It’s true: A lot of big brands think that they don’t need SEO.
Now, before you go off giggling into the wilderness, it isn’t that big brands don’t know that SEO exists. In fact, they have what *seems* to be a valid logical reason for thinking they don’t need it. Their reasoning goes like this:
If we aren’t monetizing search traffic to our site through eCommerce or banner ads, then it doesn’t make any sense to pay someone to help bring traffic to the site. And in any event, everybody already knows our site exists — even if they’ve never been to it. They’ll find us if they’re looking for us.

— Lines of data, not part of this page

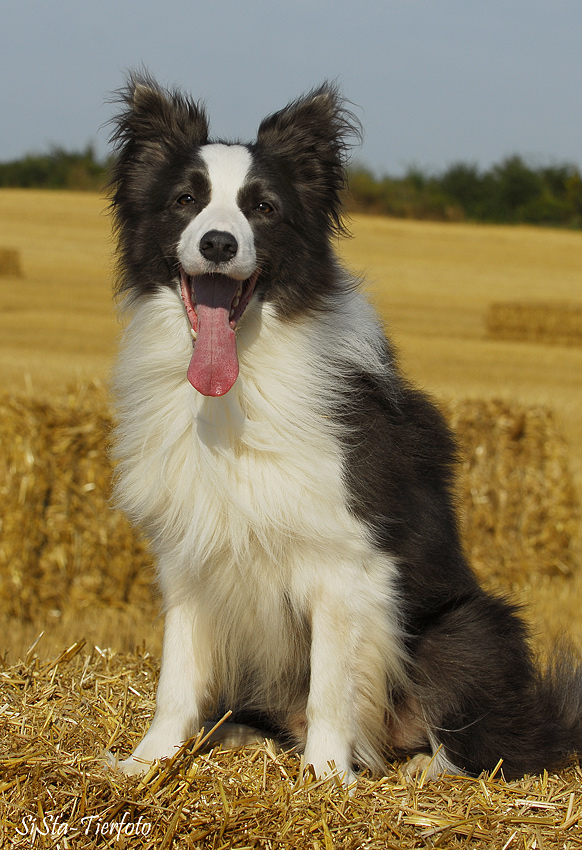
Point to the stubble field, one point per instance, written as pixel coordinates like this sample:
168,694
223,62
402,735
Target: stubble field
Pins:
437,287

It sounds solid on the surface, right? I mean, you can see how some people would be persuaded by such an argument. And in many cases, yes, everybody *does* know your site exists, even if they’ve never been to it (for instance, I’m absolutely certain that Wawa has a site, though I have never been there).
What’s wrong with their logic?
What these guys don’t understand is that SEO is not just about traffic numbers, and in some instances, it has almost nothing at all to do with traffic at all.

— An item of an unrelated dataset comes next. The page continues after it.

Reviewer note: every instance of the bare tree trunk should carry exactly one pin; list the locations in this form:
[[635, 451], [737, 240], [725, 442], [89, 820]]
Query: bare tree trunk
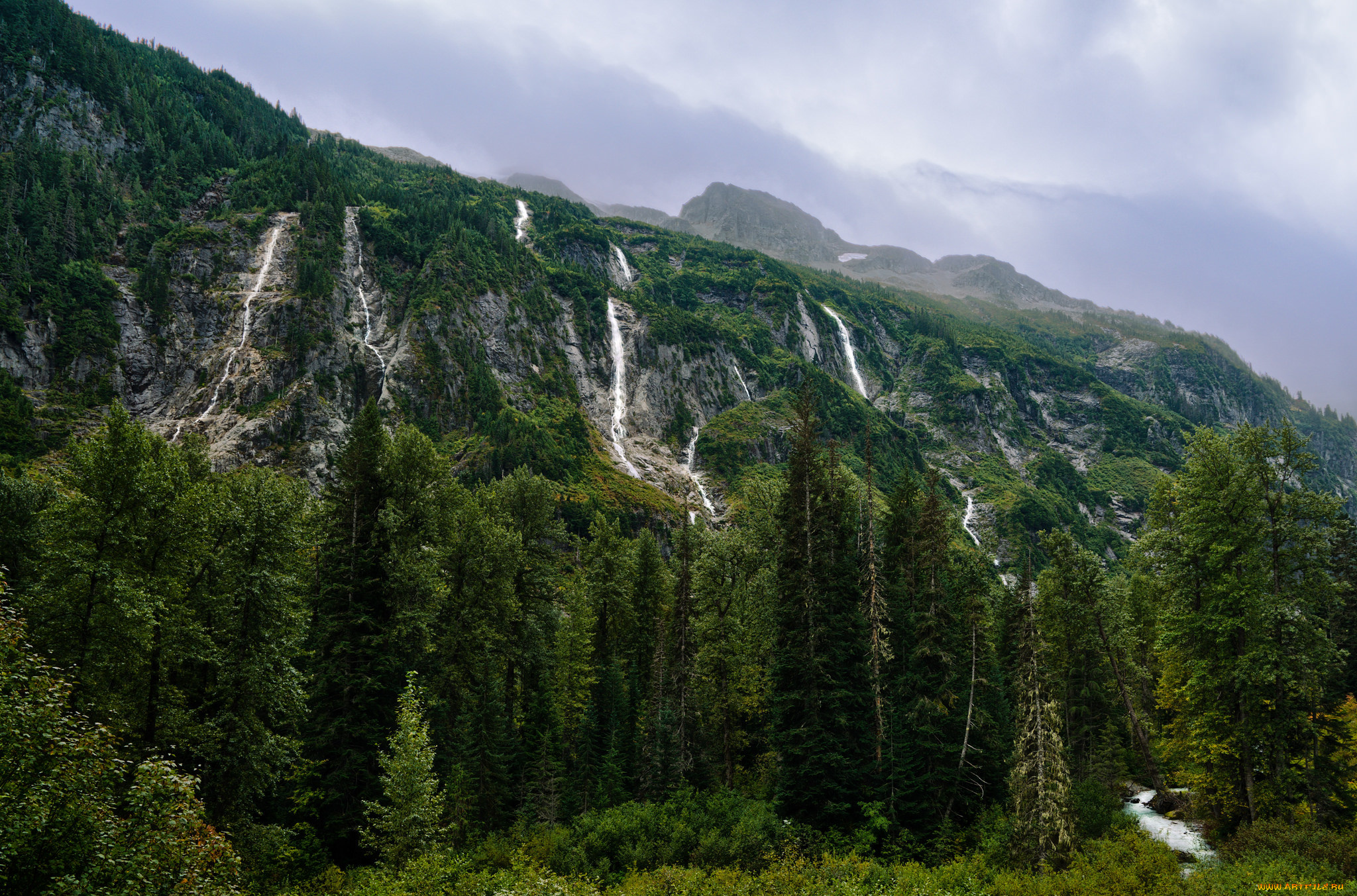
[[971, 707], [1156, 778]]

So what I’m going to do for the remainder of this post is take a look at one big brand’s web presence and explain how SEO would seriously help their marketing efforts.
Serial SEO Neglecter: McDonald’s
I’m going to use McDonald’s as an example here, because I don’t think there’s a more perfect brand in the world I could use to illustrate my point. This is why:
1. Everybody is familiar with the McDonald’s brand. You know they have a website, even if you’ve never been there.
2. Their website is about as optimized for SEO as a koala’s fart.
3. ROI on SEO efforts would be difficult to measure, as McDonald’s isn’t directly monetizing their traffic in any way at all. And they shouldn’t, of course, as that isn’t the function of their site. But any decently good marketer knows that not everything worth doing has an easily measurable ROI.